Interesting. I recently switched from arch to popOS, and one thing that I noticed was that my laptop no longer dropped frames watching 1080p youtube, and the subtitles do a better job keeping up at 2x speed. This is supposedly due to a different scheduler.

Granted, while I've got no hard evidence I'm thermal throttling, I probably need to reapply thermal paste. When I did that for an old laptop my temps dropped by 20c and it noticeably improved it's performance.

You probably didn't install/enable hardware acceleration in arch as described here: https://wiki.archlinux.org/title/Hardware_video_acceleration

Yeah, I've been using linux for over 20 years, but I was pretty shocked by the number of sharp edges I encountered with arch. A recent update basically borked grub. On investigating the issue I found that the arch maintainers were shipping grub builds from the grub master branch, and when I pointed out this might not be the best idea the maintainer got huffy and said maybe I wasn't 'ready for arch'.

I installed popOS that day. I miss the AUR a bit, but pop resolves most of the issues I had with ubuntu, and starts and runs noticeably faster than arch, so all in all I'm pretty happy with it. It's a shame that arch can be so user hostile. I really admire it's wiki.

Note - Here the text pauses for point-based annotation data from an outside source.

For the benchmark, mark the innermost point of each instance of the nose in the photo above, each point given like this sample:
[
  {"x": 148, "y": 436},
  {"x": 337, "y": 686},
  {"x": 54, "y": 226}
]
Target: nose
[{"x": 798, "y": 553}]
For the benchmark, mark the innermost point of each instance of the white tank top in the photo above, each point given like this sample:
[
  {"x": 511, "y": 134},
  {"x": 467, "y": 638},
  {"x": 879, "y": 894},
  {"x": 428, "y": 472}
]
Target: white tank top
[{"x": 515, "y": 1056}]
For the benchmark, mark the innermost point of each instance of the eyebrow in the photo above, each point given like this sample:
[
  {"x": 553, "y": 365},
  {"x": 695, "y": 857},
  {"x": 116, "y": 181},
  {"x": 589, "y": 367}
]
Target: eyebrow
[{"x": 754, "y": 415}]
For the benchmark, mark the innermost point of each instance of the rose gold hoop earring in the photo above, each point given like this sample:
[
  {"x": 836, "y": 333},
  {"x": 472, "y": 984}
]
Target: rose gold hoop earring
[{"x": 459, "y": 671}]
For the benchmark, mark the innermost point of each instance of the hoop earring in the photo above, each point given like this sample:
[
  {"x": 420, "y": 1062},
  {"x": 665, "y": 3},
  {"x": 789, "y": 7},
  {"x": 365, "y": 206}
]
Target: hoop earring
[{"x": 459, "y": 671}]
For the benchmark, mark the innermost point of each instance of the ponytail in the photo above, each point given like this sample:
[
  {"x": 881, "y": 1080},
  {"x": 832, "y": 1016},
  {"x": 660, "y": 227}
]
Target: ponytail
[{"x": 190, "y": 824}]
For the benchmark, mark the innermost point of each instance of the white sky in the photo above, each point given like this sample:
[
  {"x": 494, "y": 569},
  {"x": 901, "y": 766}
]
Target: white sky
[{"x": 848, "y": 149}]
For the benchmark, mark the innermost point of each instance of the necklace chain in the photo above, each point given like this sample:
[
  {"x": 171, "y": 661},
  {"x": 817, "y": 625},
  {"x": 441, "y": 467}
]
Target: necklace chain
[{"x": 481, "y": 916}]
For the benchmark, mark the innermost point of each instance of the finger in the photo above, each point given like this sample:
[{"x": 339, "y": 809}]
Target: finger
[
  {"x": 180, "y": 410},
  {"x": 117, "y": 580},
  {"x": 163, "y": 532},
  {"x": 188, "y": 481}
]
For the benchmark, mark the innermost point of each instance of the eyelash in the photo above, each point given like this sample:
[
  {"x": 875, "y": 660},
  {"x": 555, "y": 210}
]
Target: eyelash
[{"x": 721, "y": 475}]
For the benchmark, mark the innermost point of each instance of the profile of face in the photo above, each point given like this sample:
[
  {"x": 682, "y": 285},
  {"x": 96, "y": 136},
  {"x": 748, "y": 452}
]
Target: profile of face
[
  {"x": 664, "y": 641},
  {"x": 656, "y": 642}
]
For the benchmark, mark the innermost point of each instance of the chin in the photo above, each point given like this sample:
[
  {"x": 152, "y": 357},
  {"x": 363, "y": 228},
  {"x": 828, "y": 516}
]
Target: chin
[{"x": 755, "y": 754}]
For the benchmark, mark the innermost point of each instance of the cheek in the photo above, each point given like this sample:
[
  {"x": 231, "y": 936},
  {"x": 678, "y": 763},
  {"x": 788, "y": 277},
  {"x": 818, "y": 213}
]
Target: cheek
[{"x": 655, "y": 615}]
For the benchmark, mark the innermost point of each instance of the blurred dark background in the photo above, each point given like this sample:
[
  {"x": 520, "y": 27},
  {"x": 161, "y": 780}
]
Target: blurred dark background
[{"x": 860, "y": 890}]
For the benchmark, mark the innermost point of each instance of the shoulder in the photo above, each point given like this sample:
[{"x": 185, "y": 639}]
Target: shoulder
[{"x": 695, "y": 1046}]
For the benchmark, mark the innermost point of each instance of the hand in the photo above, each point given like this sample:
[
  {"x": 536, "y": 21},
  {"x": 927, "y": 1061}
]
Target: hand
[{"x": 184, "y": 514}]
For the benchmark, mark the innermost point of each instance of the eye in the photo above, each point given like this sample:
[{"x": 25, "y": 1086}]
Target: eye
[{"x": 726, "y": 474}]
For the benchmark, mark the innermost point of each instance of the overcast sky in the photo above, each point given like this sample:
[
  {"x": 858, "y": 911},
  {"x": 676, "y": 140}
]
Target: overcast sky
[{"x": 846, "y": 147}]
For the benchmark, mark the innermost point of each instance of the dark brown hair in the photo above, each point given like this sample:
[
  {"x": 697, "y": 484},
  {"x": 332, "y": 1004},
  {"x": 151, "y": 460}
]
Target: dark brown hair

I recently switched from Arch to Fedora Silverblue. I have my terminal open directly into an Archlinux container created by Distrobox. In there I have all my usual bits and bobs installed from the main Arch repos, plus the aur. Even graphical stuff, like Sublime Music, which I export to the host. But you don't need to be running Silverblue. You should give it a shot on PopOS; it really makes you feel at home coming from Arch.